Experts say that despite Mr. Khan’s efforts to make a political comeback, he and his supporters are facing a growing crackdown aimed at limiting the electoral success of his party.

The Pakistani government has forbidden news networks from airing his speeches in real time. The state authorities have allegedly been harassing and threatening several journalists and talk show hosts who are sympathetic to Mr. Khan in recent weeks.

Further, Mr. Khan’s top aide Shahbaz Gill was arrested earlier this month for allegedly criticizing the military on a television show. Military officials have claimed that his incitement of officers to disobey orders from higher-ups was an attempt to start a coup.

After Mr. Gill’s comments aired on the widely watched cable news channel ARY News, the network was shut down by authorities.

Senior government ministers and Islamabad police officials have denied Mr. Khan and his party leaders’ claims that Mr. Gill was tortured and sexually abused while in custody.

At a news conference on Sunday, Interior Minister Rana Sanaullah said, “I can confirm as the interior minister that no torture was carried out against Gill during the police custody.”

Since its inception 75 years ago, Pakistan, a nuclear power with the world’s second-largest Muslim population, has been plagued by political instability and military coups. The military establishment is still widely regarded as the country’s primary power broker even when civilian governments are in place, and its influence over elections is substantial.

Mr. Khan’s fortunes have changed dramatically since the recent crackdown.

Many of Mr. Khan’s detractors in the 2018 election for prime minister claimed that he won thanks to an underhanded deal with the armed forces. His opponents in politics claimed that security forces conducted a campaign of coercion and intimidation to silence their voices in opposition to Mr. Khan, thereby reducing the number of viable candidates. This has been strongly refuted by military authorities.

Mr. Khan was removed from office in a vote of no-confidence earlier this year, after the military leaders of Pakistan appeared to withdraw their support for him and ease their grip on his political opposition.

Mr. Khan has accused the United States and the Pakistani military of plotting to overthrow his government and has called for new elections in the months since. Mr. Khan continued his criticism of the military in a speech he delivered on Sunday in Rawalpindi, a garrison city adjacent to the capital.

“Are you really neutral or not?” he probed.

Many people are worried that if Mr.

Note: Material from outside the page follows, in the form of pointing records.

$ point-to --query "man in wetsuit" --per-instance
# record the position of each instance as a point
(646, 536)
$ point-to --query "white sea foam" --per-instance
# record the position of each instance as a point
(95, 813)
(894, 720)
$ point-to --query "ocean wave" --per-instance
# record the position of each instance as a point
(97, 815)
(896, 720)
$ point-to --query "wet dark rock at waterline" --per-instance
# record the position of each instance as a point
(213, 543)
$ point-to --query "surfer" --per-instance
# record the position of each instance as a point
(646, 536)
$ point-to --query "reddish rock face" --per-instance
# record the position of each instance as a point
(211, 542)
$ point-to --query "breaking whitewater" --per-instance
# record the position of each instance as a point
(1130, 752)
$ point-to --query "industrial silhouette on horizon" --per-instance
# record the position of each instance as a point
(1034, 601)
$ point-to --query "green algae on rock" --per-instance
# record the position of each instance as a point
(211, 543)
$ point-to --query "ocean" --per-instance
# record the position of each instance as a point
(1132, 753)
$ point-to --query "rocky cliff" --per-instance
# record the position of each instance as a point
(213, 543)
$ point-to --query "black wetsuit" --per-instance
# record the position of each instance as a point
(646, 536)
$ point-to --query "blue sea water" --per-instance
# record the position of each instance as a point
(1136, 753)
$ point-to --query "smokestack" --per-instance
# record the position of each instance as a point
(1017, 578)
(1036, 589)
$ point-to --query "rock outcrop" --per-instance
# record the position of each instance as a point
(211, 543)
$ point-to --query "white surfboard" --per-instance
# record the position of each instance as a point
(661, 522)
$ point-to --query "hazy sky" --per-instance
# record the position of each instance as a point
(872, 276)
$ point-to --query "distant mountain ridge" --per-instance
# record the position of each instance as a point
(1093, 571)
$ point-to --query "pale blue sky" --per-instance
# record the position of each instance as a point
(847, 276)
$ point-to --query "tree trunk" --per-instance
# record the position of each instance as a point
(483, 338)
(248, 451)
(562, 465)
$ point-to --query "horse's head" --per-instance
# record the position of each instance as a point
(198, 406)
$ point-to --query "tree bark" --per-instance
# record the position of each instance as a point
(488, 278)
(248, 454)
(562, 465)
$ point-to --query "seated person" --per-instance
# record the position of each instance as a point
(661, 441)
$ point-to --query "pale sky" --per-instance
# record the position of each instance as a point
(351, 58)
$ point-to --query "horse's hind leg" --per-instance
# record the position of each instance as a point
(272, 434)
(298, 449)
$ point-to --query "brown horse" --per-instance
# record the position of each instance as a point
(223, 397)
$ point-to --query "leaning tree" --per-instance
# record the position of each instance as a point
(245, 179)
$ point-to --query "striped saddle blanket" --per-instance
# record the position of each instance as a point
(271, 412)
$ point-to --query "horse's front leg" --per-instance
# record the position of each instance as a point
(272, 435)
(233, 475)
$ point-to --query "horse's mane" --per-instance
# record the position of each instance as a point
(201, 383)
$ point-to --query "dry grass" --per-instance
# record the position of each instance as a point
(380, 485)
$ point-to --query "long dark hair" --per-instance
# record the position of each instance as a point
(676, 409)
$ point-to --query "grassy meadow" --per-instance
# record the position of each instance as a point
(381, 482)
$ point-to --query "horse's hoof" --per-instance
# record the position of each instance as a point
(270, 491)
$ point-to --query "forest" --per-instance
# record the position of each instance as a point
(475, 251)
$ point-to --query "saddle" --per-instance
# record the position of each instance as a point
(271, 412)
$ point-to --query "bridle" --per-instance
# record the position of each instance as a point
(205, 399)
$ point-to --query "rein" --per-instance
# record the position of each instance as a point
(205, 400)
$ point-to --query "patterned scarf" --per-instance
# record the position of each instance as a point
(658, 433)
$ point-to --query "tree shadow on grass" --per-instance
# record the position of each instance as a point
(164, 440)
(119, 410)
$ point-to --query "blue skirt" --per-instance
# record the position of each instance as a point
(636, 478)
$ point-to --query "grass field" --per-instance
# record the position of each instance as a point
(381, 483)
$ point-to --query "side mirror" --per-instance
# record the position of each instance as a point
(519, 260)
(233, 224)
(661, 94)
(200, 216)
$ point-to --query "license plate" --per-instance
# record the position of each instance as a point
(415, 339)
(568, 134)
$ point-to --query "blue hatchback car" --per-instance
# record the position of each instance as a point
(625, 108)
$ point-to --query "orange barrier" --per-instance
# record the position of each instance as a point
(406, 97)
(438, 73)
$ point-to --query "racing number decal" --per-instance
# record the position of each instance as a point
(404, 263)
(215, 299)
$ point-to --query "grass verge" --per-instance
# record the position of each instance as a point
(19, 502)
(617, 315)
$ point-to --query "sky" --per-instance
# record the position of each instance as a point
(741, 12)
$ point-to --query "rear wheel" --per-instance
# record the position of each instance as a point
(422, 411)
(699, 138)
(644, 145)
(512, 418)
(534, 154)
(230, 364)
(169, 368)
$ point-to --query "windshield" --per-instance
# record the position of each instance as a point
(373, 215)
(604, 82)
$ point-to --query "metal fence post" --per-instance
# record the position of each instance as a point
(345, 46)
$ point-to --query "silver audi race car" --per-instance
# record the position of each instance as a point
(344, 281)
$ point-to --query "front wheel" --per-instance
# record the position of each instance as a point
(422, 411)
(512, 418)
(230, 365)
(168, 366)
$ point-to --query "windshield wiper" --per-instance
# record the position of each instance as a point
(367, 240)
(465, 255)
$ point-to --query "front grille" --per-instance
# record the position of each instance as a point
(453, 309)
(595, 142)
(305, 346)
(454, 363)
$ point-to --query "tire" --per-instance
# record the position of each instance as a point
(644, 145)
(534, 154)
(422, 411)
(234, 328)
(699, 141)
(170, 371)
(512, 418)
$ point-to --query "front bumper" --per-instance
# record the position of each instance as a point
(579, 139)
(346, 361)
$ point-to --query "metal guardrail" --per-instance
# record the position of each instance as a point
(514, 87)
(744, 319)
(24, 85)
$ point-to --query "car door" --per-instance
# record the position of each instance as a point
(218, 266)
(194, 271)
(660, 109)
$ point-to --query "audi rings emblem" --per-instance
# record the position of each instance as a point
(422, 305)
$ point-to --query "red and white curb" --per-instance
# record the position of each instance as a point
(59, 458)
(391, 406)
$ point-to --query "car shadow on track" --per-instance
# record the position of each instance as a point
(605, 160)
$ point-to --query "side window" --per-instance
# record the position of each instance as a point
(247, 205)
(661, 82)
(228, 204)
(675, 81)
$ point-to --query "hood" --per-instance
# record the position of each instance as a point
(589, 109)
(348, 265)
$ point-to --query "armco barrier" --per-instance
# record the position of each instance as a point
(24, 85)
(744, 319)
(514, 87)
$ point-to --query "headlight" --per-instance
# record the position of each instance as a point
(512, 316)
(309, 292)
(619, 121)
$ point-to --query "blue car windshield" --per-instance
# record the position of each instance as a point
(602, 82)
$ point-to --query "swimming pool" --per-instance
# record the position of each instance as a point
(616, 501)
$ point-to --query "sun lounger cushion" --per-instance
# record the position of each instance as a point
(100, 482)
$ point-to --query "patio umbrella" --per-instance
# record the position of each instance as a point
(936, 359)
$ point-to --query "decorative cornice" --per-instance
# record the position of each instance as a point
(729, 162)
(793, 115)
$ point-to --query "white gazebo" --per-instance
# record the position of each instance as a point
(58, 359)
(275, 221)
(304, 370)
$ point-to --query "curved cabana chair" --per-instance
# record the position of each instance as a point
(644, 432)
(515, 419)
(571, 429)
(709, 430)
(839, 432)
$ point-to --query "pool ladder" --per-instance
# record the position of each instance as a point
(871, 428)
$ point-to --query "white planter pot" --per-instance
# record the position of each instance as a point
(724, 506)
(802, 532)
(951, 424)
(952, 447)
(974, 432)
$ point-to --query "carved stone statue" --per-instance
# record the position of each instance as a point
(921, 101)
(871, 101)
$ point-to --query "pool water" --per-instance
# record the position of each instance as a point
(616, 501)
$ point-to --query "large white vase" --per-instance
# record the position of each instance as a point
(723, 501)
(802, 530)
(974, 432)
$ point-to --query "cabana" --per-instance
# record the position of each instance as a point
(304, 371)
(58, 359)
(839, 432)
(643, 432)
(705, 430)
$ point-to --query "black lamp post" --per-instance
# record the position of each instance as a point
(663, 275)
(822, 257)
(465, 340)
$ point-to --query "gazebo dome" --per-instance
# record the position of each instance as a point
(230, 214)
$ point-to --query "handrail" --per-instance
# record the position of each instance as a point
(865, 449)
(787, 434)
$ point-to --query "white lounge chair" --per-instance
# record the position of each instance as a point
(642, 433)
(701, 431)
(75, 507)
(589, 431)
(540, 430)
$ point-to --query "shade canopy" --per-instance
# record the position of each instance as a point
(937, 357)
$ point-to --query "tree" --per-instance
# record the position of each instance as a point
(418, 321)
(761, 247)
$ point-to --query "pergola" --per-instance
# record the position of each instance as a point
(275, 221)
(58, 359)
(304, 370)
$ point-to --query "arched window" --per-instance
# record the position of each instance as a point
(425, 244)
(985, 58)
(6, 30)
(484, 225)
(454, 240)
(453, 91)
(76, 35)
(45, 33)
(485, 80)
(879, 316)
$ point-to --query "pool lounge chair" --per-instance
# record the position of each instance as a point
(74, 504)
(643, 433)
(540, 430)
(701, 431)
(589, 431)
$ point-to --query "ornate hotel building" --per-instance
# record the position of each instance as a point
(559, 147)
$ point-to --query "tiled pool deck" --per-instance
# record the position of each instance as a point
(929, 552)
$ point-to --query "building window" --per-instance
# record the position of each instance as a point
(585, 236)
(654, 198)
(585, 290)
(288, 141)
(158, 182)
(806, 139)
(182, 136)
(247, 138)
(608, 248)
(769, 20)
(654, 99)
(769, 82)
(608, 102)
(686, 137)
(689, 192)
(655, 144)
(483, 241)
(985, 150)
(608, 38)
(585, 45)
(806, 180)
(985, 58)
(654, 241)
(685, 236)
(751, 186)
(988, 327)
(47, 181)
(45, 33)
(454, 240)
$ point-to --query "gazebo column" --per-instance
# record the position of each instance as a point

Khan is arrested now, it will spark another wave of public unrest and violent street protests across the country.

Angry protesters gathered outside Mr. Khan’s lavish mansion on the outskirts of the capital city as news of his impending arrest spread.

Mr. Chaudhry, the senior leader of Mr. Khan’s party, said, “Hundreds of people are gathered at the residence of Mr. Khan, and thousands are headed here from other parts of the country to express support for their leader.” After taking stock of the massive crowd, the police have retreated. Just wait and see what develops.”

Salman Masood filed a report from Islamabad, while Christina Goldbaum filed one from New York.